Through the rejection of tribalism, racism and regionalism, in the canvas of President Geingob, we epitomize the tolerant and unifying project we had aspired to in 1990. In fact, in the third President, the unifying vision of Kaptein Witbooi, the generation of the early resistance fighters and the founders of our Republic, including Sam Nujoma has come full circle. Going forward, what does it mean?

Simply put, we have to continue with the work of building a Namibian House and its foundational heritage of unity and tolerance. Yes, the setting of nation building is never perfect and challenges will always be encountered en route to its envisioned perfection. However, it is essential that even during our dark journeys as a Republic, we should remain firm in our conviction about the rightness of the nation above tribal agendas. Collectively, we need to summon our moral, material and intellectual resources to correctly identify and to diagnose challenges as they present themselves and find adequate interventions.

Without undermining its ugly head, it is dangerously shortsighted to overstretch tribalism to a higher canon, and as an explanation for every decision or omission. For example, the economic downturn occasioned by the global commodity crisis since 2013 and Covid-19 in 2020 as phenomena have not been fully appreciated by playful analysts, thin editorials in the media and some in the political elite.

The problem at a conceptual level is not tribalism per se, but it is intolerance, which manifests itself in many ways without condemnation on the part of many. In fact, some in partisan civil society and the activist media fuel intolerance by selecting, which “wrongs and by whom” are deserving of indignation and not the principle of the “wrong” irrespective of who commits it. All of us have a responsibility to take a stand against those of prominence who have weaponised media, including social media to insult and to defame.
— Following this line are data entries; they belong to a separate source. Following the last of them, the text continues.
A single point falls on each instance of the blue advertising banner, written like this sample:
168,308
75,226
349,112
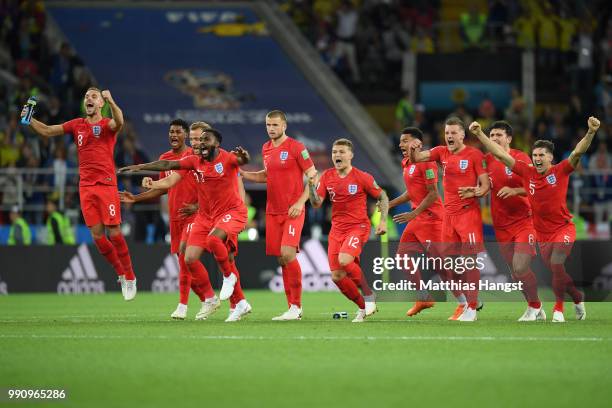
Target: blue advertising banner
218,65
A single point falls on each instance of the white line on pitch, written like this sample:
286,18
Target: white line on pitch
371,338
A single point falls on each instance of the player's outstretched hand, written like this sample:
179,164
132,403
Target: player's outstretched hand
475,128
506,192
593,123
147,182
381,229
403,218
295,210
467,192
126,197
107,96
242,154
187,210
129,169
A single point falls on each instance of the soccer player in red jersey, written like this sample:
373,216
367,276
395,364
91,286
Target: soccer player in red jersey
95,139
285,162
547,191
348,189
424,227
182,205
462,225
512,220
217,229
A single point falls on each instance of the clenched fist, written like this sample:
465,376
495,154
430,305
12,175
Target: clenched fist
475,128
593,123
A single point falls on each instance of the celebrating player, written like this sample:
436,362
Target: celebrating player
547,191
215,230
462,224
182,205
424,227
285,162
512,219
348,188
95,139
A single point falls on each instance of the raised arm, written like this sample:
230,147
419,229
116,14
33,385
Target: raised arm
495,149
163,184
315,200
127,197
584,143
255,176
160,165
45,130
116,123
416,155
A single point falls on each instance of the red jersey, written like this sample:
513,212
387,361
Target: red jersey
217,181
547,194
285,166
348,196
460,170
507,211
417,176
185,191
95,147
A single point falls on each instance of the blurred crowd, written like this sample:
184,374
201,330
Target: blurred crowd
365,42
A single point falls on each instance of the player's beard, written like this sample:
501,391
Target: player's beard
212,153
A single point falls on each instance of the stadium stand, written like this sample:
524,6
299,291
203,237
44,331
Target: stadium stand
364,42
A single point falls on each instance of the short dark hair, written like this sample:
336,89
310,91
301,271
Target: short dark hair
214,132
503,125
277,114
454,120
343,142
414,132
544,144
181,123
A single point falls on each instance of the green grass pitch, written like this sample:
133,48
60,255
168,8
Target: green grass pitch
109,353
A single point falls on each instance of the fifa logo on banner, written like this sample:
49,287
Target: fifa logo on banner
316,275
3,288
80,276
166,278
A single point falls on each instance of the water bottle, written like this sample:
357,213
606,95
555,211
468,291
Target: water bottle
25,120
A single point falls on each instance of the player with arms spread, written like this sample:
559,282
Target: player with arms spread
547,192
348,189
217,229
182,205
286,161
95,138
462,225
512,220
423,233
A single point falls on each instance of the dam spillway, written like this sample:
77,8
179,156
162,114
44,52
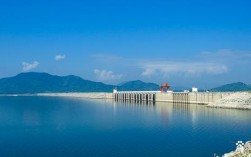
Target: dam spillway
173,97
135,96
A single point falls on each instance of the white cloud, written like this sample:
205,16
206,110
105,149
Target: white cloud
60,57
105,75
187,68
29,66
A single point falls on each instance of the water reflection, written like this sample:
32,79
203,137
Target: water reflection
117,128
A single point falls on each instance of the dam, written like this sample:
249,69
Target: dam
203,98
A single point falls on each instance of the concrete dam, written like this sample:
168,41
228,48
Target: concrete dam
173,97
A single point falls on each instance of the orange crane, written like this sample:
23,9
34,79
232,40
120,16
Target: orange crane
165,86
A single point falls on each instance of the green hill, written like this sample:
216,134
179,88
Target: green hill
238,86
42,82
33,82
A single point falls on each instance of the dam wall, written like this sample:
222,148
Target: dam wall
150,96
173,97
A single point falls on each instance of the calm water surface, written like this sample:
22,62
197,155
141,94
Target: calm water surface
51,127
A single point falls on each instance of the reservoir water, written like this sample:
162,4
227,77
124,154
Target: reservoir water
63,127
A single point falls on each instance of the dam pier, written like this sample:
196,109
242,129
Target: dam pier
202,98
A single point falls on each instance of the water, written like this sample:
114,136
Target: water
57,126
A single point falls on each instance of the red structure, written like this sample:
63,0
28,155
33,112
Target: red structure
165,87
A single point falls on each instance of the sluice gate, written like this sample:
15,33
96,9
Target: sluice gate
203,98
135,96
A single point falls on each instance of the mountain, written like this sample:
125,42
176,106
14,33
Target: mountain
238,86
137,85
42,82
33,82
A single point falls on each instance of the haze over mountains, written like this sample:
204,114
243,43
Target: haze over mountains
32,82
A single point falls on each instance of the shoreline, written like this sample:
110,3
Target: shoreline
238,100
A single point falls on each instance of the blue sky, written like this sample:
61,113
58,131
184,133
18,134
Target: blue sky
186,43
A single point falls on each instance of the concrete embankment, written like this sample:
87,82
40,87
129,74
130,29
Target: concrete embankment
192,97
239,100
94,95
172,97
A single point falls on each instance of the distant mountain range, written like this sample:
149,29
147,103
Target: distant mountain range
233,87
33,82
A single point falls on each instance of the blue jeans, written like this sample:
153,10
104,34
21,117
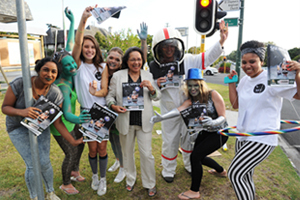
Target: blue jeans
20,139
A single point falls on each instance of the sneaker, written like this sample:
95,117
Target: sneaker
52,196
102,187
114,167
121,175
95,182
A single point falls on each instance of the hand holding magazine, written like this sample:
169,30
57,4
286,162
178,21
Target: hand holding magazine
50,112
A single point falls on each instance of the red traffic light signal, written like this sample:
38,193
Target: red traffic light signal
205,16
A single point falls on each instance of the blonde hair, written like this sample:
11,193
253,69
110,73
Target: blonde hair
204,91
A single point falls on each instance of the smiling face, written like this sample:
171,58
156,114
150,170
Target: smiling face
48,73
88,50
193,87
69,66
135,62
114,60
251,64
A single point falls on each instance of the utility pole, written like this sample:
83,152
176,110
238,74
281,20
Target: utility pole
238,54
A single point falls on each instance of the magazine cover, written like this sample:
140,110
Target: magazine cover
50,112
193,115
278,75
102,14
101,120
133,98
172,75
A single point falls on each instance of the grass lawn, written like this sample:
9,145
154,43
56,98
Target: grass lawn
275,178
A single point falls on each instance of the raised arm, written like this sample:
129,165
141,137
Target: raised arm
71,34
143,37
79,35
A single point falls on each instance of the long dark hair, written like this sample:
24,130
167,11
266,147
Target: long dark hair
98,57
126,56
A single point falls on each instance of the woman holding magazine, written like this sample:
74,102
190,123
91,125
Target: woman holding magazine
208,140
132,123
14,107
91,65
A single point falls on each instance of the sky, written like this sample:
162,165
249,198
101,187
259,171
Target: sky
264,20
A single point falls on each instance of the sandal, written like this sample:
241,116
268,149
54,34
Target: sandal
214,172
152,192
129,188
69,191
77,178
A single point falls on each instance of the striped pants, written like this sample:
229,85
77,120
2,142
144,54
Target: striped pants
248,155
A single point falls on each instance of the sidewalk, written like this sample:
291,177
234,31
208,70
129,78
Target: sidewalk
292,154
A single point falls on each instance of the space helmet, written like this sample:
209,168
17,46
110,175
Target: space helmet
167,37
In his terrific book Cosmopolitanism: Ethics in a World of Strangers, the philosopher Kwame Anthony Appiah advises, “we should learn about people in other places, take an interest in their civilizations, their arguments, their errors, their achievements, not because that will bring us to agreement, but because it will help us get used to one another.” We should as Appiah says learn how to live with one another and with tolerance. As President Geingob says, “we can disagree without being disagreeable”.

Irrespective of the unwelcome diversions, we should be unequivocal about our journey of inclusivity and unity, and remain focused on dealing with the key challenges of the day – unemployment and economic growth. As citizens, by continuing with the heritage of unity and tolerance at this critical juncture in our history, as the great Kaptein Witbooi and Chief Kutako would have preferred, we expedite responses to these key challenges of the day.